DNA repair mechanisms have evolved to faithfully restore damaged genetic material back to its original, undamaged state [64]. DNA damage can arise via a wide range of events, including spontaneous decay of the nucleic acid structure, reactions with intracellular chemical species, such as ROS, and interactions with chemical and physical environmental agents. Each of these events can lead to a range of DNA alterations such as complete loss of a base (known as an apurinic or apyrimidinic (AP) site), cleavage of the phosphodiester backbone to create a discontinuous strand break, or more complex lesions such as intra- or inter-strand crosslinks. If unrepaired, DNA damage can block transcription or replication as well as lead to mutagenesis. In either case, cellular dysfunction can arise, resulting in cell death or transformation, outcomes that likely contribute to neurodegeneration, cancer, and aging [65].

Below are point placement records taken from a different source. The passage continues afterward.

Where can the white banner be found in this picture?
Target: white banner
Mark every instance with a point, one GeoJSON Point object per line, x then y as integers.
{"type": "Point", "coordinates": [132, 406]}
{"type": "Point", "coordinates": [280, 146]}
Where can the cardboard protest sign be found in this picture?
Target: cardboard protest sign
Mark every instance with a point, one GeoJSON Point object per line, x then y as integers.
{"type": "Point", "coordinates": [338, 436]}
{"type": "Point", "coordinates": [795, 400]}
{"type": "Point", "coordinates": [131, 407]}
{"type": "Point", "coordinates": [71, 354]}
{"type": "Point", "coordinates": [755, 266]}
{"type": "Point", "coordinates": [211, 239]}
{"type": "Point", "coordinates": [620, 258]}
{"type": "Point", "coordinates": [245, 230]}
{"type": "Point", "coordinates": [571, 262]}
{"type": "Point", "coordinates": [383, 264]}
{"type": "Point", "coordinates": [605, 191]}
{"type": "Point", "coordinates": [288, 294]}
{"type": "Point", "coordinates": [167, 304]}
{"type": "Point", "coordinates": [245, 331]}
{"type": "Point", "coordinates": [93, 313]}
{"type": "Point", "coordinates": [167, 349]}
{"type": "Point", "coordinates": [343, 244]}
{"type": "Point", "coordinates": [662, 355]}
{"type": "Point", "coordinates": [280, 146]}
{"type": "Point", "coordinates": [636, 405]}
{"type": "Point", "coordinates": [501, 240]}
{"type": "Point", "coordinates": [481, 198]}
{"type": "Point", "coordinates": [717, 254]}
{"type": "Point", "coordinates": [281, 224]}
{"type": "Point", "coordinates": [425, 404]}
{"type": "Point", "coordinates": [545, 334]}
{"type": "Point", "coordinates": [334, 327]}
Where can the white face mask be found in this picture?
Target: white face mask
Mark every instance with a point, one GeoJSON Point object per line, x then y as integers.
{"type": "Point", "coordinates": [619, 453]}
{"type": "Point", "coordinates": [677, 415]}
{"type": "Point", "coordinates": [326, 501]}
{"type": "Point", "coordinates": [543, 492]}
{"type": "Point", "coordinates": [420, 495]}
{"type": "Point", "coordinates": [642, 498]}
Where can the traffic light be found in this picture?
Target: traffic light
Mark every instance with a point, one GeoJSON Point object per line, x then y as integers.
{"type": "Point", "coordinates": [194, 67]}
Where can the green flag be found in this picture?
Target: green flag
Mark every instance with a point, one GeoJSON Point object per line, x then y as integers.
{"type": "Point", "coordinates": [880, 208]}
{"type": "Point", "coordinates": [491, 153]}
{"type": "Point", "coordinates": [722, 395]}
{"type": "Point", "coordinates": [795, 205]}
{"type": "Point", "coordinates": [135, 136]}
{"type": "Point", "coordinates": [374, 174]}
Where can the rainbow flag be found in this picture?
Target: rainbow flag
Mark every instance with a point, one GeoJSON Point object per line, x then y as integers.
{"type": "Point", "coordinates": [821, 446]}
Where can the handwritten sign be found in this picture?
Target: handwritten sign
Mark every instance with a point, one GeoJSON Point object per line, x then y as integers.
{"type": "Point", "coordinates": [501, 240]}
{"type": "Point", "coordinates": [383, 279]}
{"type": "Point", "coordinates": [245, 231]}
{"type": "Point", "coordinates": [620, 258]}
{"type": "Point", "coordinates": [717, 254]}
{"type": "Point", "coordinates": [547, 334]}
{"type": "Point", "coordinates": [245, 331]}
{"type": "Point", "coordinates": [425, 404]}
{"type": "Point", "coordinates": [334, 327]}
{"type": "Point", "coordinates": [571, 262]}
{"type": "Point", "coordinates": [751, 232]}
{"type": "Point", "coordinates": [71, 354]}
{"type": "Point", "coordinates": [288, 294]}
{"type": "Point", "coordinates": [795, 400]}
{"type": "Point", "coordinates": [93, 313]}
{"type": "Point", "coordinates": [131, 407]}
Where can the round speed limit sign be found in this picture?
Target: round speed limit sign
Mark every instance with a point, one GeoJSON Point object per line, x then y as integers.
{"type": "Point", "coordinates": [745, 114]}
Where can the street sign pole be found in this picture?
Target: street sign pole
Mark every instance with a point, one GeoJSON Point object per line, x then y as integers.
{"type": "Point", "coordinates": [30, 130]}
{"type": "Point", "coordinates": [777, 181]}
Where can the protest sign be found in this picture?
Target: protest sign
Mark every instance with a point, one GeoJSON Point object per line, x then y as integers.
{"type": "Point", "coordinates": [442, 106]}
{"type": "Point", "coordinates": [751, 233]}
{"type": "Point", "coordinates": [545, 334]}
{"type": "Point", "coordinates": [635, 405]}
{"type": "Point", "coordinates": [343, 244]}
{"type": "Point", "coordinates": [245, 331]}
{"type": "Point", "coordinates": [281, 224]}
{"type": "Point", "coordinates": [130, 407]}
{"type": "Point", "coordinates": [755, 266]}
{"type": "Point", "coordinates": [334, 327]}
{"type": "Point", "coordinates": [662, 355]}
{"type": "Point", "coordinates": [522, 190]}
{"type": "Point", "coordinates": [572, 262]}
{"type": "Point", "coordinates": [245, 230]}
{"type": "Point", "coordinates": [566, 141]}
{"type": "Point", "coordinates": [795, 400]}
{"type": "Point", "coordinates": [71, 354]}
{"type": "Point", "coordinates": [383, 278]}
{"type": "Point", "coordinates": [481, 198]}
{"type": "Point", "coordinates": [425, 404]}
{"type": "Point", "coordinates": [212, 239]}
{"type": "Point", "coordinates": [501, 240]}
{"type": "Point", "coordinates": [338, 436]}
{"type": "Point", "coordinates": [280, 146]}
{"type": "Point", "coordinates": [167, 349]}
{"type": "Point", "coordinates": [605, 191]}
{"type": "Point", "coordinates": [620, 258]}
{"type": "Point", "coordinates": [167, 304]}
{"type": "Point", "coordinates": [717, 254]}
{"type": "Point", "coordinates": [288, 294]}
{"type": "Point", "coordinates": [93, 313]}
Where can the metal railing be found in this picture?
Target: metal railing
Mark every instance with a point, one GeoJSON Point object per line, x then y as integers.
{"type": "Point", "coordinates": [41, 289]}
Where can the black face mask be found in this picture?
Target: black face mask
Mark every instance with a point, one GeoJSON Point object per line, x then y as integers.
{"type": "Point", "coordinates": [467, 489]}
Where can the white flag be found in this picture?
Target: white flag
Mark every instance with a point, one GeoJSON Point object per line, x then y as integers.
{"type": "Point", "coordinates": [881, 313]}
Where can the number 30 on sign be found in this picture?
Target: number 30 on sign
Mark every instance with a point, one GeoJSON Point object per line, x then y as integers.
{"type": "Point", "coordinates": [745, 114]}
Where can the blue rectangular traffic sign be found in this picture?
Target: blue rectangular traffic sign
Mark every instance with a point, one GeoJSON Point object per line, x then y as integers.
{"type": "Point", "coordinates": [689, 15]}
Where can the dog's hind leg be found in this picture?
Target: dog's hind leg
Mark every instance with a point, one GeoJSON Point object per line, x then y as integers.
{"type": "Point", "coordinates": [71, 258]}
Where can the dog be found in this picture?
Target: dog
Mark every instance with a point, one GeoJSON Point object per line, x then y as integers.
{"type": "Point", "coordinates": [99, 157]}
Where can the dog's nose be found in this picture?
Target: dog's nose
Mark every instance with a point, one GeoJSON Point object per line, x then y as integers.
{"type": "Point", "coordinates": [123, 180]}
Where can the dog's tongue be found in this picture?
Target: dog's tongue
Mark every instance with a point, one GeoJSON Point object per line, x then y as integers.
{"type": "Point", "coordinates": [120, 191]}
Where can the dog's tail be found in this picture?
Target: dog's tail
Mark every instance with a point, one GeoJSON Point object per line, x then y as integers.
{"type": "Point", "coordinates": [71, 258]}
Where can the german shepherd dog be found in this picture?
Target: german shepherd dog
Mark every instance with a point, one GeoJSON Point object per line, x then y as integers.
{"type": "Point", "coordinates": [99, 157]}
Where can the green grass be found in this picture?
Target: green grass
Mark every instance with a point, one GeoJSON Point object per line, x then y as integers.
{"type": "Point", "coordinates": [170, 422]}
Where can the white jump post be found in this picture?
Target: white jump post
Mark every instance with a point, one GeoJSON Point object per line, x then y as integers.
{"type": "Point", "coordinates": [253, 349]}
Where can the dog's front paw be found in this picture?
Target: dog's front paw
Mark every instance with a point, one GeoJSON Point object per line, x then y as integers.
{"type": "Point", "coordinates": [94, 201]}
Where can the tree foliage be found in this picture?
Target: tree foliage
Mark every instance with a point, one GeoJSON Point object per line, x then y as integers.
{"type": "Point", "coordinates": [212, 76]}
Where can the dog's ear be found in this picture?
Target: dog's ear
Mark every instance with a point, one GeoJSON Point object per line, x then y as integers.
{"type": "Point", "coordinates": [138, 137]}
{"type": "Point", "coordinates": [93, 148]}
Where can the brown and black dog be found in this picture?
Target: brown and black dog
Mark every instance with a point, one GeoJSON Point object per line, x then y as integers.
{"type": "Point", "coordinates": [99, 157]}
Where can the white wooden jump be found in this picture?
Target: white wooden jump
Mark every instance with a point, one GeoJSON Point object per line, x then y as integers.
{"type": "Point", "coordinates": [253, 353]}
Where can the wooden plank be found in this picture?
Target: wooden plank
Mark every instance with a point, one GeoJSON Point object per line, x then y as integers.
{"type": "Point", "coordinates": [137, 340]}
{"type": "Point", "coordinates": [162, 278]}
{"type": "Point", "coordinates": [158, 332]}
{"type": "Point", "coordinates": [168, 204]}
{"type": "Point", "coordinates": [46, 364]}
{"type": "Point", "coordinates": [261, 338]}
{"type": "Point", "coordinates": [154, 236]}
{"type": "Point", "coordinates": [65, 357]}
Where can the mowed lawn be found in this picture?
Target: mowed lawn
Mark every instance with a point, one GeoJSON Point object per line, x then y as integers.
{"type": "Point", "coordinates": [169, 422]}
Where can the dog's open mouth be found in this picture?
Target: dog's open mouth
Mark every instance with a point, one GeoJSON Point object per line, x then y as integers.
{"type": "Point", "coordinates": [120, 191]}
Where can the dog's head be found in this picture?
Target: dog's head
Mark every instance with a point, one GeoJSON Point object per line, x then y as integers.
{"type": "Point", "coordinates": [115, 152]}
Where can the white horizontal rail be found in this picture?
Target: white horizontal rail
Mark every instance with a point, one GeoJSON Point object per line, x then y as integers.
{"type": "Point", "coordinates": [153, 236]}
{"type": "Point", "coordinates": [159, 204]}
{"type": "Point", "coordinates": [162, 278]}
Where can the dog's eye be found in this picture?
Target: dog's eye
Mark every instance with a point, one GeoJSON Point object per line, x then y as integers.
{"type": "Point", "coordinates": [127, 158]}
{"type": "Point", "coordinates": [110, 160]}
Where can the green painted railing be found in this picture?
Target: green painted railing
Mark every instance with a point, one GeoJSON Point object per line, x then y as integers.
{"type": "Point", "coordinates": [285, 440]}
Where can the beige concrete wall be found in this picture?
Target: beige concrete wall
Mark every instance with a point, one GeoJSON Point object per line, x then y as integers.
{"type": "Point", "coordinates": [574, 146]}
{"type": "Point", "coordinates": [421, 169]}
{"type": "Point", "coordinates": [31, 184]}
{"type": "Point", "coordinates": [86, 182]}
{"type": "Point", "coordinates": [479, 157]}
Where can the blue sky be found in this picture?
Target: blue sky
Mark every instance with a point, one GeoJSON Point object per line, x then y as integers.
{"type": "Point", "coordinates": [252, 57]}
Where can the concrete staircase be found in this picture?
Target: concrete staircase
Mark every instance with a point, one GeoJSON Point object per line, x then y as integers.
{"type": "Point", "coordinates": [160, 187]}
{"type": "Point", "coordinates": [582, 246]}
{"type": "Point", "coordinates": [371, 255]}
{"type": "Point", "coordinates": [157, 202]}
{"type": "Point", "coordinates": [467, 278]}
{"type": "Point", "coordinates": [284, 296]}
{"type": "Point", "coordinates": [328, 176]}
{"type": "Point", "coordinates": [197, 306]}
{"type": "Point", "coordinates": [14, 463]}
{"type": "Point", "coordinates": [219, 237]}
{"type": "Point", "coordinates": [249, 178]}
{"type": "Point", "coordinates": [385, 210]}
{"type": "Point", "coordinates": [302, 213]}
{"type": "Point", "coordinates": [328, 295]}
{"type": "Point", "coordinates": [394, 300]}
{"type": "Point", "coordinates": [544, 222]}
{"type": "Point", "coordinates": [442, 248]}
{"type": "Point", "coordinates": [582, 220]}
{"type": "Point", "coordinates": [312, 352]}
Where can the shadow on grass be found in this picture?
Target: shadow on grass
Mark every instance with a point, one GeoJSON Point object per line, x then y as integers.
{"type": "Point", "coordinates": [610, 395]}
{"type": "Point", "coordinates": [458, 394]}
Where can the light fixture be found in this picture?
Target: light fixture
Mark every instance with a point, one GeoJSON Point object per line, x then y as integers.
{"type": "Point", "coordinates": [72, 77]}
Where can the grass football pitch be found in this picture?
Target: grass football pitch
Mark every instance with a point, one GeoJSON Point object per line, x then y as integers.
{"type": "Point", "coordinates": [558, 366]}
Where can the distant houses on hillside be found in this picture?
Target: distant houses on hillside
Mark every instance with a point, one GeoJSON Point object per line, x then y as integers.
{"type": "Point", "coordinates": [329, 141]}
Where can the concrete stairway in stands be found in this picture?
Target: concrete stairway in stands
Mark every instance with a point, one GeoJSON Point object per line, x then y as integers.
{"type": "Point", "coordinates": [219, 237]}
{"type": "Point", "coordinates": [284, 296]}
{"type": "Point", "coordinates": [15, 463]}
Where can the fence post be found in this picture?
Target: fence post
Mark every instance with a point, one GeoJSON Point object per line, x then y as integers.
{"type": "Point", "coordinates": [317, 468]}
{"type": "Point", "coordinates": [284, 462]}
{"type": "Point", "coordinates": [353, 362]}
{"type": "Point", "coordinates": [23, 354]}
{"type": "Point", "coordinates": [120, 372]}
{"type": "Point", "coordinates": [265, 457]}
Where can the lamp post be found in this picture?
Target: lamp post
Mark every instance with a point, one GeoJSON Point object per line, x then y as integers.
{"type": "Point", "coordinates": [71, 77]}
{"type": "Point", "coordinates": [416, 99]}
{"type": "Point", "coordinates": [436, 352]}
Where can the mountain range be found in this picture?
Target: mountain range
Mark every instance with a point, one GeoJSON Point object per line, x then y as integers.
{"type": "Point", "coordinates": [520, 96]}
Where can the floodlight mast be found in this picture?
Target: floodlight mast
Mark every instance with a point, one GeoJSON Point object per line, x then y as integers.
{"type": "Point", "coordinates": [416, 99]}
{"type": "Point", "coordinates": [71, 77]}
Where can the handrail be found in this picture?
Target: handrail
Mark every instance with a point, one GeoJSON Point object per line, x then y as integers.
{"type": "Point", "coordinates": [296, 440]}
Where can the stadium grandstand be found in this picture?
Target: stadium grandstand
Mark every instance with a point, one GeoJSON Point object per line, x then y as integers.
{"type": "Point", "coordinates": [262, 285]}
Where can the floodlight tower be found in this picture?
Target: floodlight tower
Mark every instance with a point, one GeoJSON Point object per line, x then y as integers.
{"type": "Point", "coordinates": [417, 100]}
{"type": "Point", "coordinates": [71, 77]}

To counteract the destructive effects of DNA damage, five primary corrective systems exist in the nucleus, exhibiting complementary, yet in some instances overlapping, substrate specificity: direct reversal, mismatch repair, base excision repair, nucleotide excision repair, and DNA double stranded break repair. The presence or absence of these DNA repair pathways within the mitochondria is still a topic of debate and it is therefore of importance to understand the function of the nuclear DNA repair pathways. 06-methylguanine-DNA-methyltransferase [66] carries out direct reversal, transferring certain methyl group adducts from DNA to an active site cysteine residue [66]. DNA mismatch repair copes with errors that arise during DNA replication, such as mismatched nucleotides or short hairpin or loop structures [67]. Base excision repair is the predominant pathway for coping with non-bulky base modifications, namely oxidative DNA base lesions, as well as AP sites and different chemical forms of single-strand breaks [68]. Nucleotide excision repair handles bulky base modifications or other helix-distorting alterations to DNA [69]. Mismatch, base excision and nucleotide excision repair all involve a series of enzymatic steps that aim to excise the damage or substrate lesion, restore the original nucleotide content via a re-synthesis step, and seal the final, remaining nick via ligation. Double stranded break repair has two major branches: homologous recombination and non-homologous end-joining [70]. The former, which is unquestionably the most complex of the pathways, resolves DNA double-strand breaks or collapsed replication forks through a process that entails the faithful exchange of genetic information from an undamaged sister chromatid or a homologous chromosome as the template. Non-homologous end-joining involves specific processing steps that re-connect two DNA ends via ligation, yet often results in error-prone resolution of double-strand breaks.

As eluded to earlier, the collection of DNA repair proteins stationed in the mitochondria is derived from the nuclear genome. Significantly, the proximity of mtDNA to the respiratory chain and oxidative phosphorylation results in an increased likelihood of ROS-induced mtDNA damage. Within mitochondria, the predominant DNA repair mechanism is base excision repair [71], which is the primary system for coping with oxidative DNA damage (Figure 3). Importantly, POLG is believed to be the only DNA polymerase in the mitochondria and thereby participates in base excision repair as well as replication. In addition, POLG contains a specialized exonuclease domain that acts as a proof reading mechanism allowing higher fidelity replication, perhaps minimizing the need for mismatch DNA repair. Indeed, the nuclear form of mismatch repair appears to be absent in mitochondria, but Y-box binding protein 1 (YB-1) may facilitate a unique mitochondrial mismatch repair process in human cells [72]. Repair of more complex lesions to the DNA such as UV-induced dimerization of the bases or interstrand DNA crosslinks does not appear to occur in mitochondria [73]. Further, repair of DNA double stranded breaks is absent or much less efficient in the mitochondria as compared to the nucleus. However, mitochondrial extracts can rejoin blunt-ended and cohesive linearized plasmid DNA [74] and, at least a few key double stranded break repair proteins, such as Rad51 and Mre11, may be present in mitochondria [75,76].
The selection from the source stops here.